O cérebro humano, estudado pela neurociência e imitado pela IA, continua sendo um território de mistério. A máquina pode aprender padrões, mas não pode sofrer. Pode processar linguagem, mas não pode amar. Há um abismo entre a inteligência que calcula e a consciência que contempla. O homem moderno, contudo, parece preferir o cálculo e, com isso, corre o risco de abdicar daquilo que o torna humano.

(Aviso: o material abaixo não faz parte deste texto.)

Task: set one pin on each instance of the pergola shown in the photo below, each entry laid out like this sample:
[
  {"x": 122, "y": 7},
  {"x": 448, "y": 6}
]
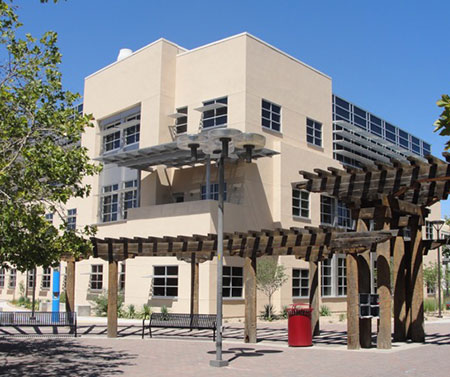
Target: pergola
[
  {"x": 310, "y": 243},
  {"x": 392, "y": 195}
]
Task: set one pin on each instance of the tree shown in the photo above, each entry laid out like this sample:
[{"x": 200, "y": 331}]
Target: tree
[
  {"x": 42, "y": 164},
  {"x": 443, "y": 123},
  {"x": 270, "y": 276}
]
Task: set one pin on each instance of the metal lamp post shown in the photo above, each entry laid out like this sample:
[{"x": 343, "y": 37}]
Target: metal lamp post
[
  {"x": 437, "y": 225},
  {"x": 220, "y": 144}
]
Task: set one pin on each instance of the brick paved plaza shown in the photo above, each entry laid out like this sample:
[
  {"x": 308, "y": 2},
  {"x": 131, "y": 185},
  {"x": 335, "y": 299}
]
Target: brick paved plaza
[{"x": 172, "y": 353}]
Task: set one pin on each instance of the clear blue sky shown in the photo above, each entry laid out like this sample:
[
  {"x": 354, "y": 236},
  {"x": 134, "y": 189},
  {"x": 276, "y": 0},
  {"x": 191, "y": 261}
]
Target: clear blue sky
[{"x": 390, "y": 57}]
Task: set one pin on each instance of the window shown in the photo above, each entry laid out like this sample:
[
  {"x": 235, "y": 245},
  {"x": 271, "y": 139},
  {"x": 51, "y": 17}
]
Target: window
[
  {"x": 110, "y": 203},
  {"x": 214, "y": 192},
  {"x": 72, "y": 219},
  {"x": 122, "y": 277},
  {"x": 216, "y": 115},
  {"x": 300, "y": 282},
  {"x": 181, "y": 121},
  {"x": 111, "y": 208},
  {"x": 300, "y": 203},
  {"x": 96, "y": 282},
  {"x": 271, "y": 116},
  {"x": 12, "y": 278},
  {"x": 46, "y": 278},
  {"x": 2, "y": 277},
  {"x": 129, "y": 196},
  {"x": 313, "y": 132},
  {"x": 334, "y": 212},
  {"x": 111, "y": 141},
  {"x": 334, "y": 276},
  {"x": 428, "y": 230},
  {"x": 327, "y": 278},
  {"x": 233, "y": 281},
  {"x": 165, "y": 281},
  {"x": 30, "y": 279}
]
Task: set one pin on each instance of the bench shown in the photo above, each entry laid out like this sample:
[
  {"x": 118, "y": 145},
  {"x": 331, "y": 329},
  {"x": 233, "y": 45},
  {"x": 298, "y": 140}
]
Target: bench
[
  {"x": 47, "y": 319},
  {"x": 181, "y": 321}
]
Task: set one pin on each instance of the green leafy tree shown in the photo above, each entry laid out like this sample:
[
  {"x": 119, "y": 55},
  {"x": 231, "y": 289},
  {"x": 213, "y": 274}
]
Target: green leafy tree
[
  {"x": 443, "y": 123},
  {"x": 42, "y": 164},
  {"x": 270, "y": 276}
]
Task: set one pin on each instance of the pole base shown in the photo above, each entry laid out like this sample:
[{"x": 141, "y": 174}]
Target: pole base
[{"x": 218, "y": 363}]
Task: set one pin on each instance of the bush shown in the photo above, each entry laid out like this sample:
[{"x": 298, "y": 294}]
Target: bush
[
  {"x": 325, "y": 311},
  {"x": 101, "y": 304}
]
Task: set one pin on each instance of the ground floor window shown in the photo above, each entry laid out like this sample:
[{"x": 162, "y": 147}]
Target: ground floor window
[
  {"x": 165, "y": 281},
  {"x": 96, "y": 281},
  {"x": 233, "y": 281},
  {"x": 300, "y": 282},
  {"x": 334, "y": 276}
]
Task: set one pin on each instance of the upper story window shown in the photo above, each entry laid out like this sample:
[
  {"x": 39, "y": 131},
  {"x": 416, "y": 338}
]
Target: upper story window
[
  {"x": 72, "y": 219},
  {"x": 300, "y": 203},
  {"x": 165, "y": 281},
  {"x": 12, "y": 278},
  {"x": 214, "y": 192},
  {"x": 233, "y": 281},
  {"x": 313, "y": 132},
  {"x": 300, "y": 282},
  {"x": 46, "y": 278},
  {"x": 334, "y": 212},
  {"x": 96, "y": 280},
  {"x": 115, "y": 202},
  {"x": 215, "y": 113},
  {"x": 121, "y": 132},
  {"x": 270, "y": 115}
]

Entre Leão XIII e o Leão XIV estende-se o arco de uma mesma preocupação: a dignidade do ser humano diante das forças que ele mesmo desencadeia. O primeiro e o segundo viu o corpo e a consciência de seres pensantes ameaçados e violentados. E a Igreja tem ainda um papel profético, talvez seja o de recordar que o progresso sem responsabilidade é regressão disfarçada de triunfo.
O século XXI pede não uma recusa da técnica, mas uma pedagogia da tecnologia. É preciso ensinar o uso ético das ferramentas, não apenas sua operação. Formar consciência, não apenas competência. A máquina não erra; quando falha, apenas comete um cálculo incorreto. O ser humano, por outro lado, ao errar, revela o drama e a beleza de sua liberdade. Entre os componentes químicos do vapor e o silício, há o mesmo dilema: o de uma criatura fascinada por seu próprio poder. Cabe a nós, herdeiros de ambos os mundos, lembrar que o futuro não está nos circuitos, mas nas escolhas. E que talvez o verdadeiro avanço não esteja em criar máquinas cada vez mais humanas, mas em tornar-nos humanos em meio às máquinas.